Cracking jokes – he said “I also stand on the shoulders of giants, not literally, still can’t stand” – Alcott paid tribute to the disability activists who came before him including Kurt Fearnley and Stella Young.

“It’s because of them and everybody in my life that I sit here as a proud man with a disability tonight. I love my disability. It is the best thing that ever happened to me.”

Over the next 12 months, Alcott said he would focus on full NDIS funding and the prioritisation of people with a disability for rapid antigen testing and vaccination, as well as employment opportunities for disabled people.

“As we start opening up from this pandemic, which is awesome, we’ve got to think about and prioritise people with disability,” he said. “We’ve got to get them the vaccines and the tests and whatever else they need so they can get out there and start living their life.”

Alcott announced last year that he plans to retire from tennis after this year’s Australian Open.

The awards for Senior Australian of the Year, Young Australian of the Year, and Australia’s Local Hero were also announced on Tuesday night.

The St John Ambulance volunteer Valmai Dempsey, 71, from Canberra, was named Senior Australian of the Year.

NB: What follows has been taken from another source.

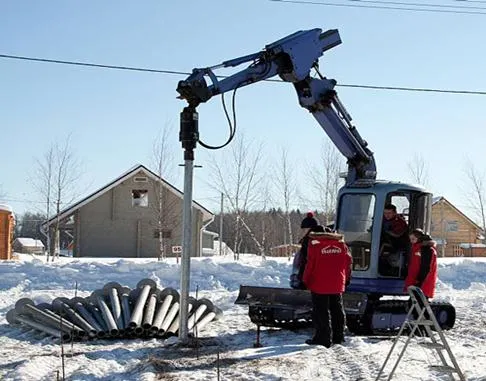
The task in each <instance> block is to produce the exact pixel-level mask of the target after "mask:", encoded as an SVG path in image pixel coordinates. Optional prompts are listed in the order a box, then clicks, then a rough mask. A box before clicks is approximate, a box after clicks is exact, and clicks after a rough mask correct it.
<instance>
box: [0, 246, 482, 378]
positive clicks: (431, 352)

She has volunteered with St John Ambulance for more than 50 years, including during the black summer bushfires.

Young Australian of the Year was awarded to Daniel Nour, 26, from New South Wales, a doctor who founded Street Side Medics, a not-for-profit delivering a free mobile medical service to people experiencing homelessness.

Shanna Whan, 47, from Narrabri in NSW, was named Australia’s Local Hero. Whan is the founder and chief executive of Sober in the Country, a charity that offers peer support for those who are giving up alcohol, as well as education and advocacy around the harms of alcohol, particularly for rural communities.

The chair of the National Australia Day Council, Danielle Roche, said Alcott was an “inspirational Australian on and off the tennis court” whose foundation was giving young disadvantaged Australians “the promise of a better future”.

“Dylan Alcott is a champion who has risen to the top of the world rankings through sheer grit and determination. His golden slam is an incredible feat, the first for any male tennis player,” Roche said.

Alcott takes the Australian of the Year baton from Grace Tame – a sexual assault survivor, activist, and critic of the Australian government, particularly its handling of the rape allegation made by the former Liberal staffer Brittany Higgins which is now the subject of criminal proceedings.

A meeting between Tame and the prime minister at the Lodge for Australian of the Year celebrations on Tuesday went viral after pictures were captured of Tame looking unimpressed.

Alcott also paid tribute to Tame on Tuesday night, saying she’d had “an absolutely incredible year”.

“Tame, you are fierce and I love it,” Alcott said. “And you have done so much for your cause and if I could be one-eighth of the Australian of the Year that you were, I think I’ve done my job.”

Alcott, who attended the ceremony in Canberra on Tuesday night, will return to Melbourne immediately to continue with his last ever pro tennis match – the Australian Open quad wheelchair singles final on Thursday.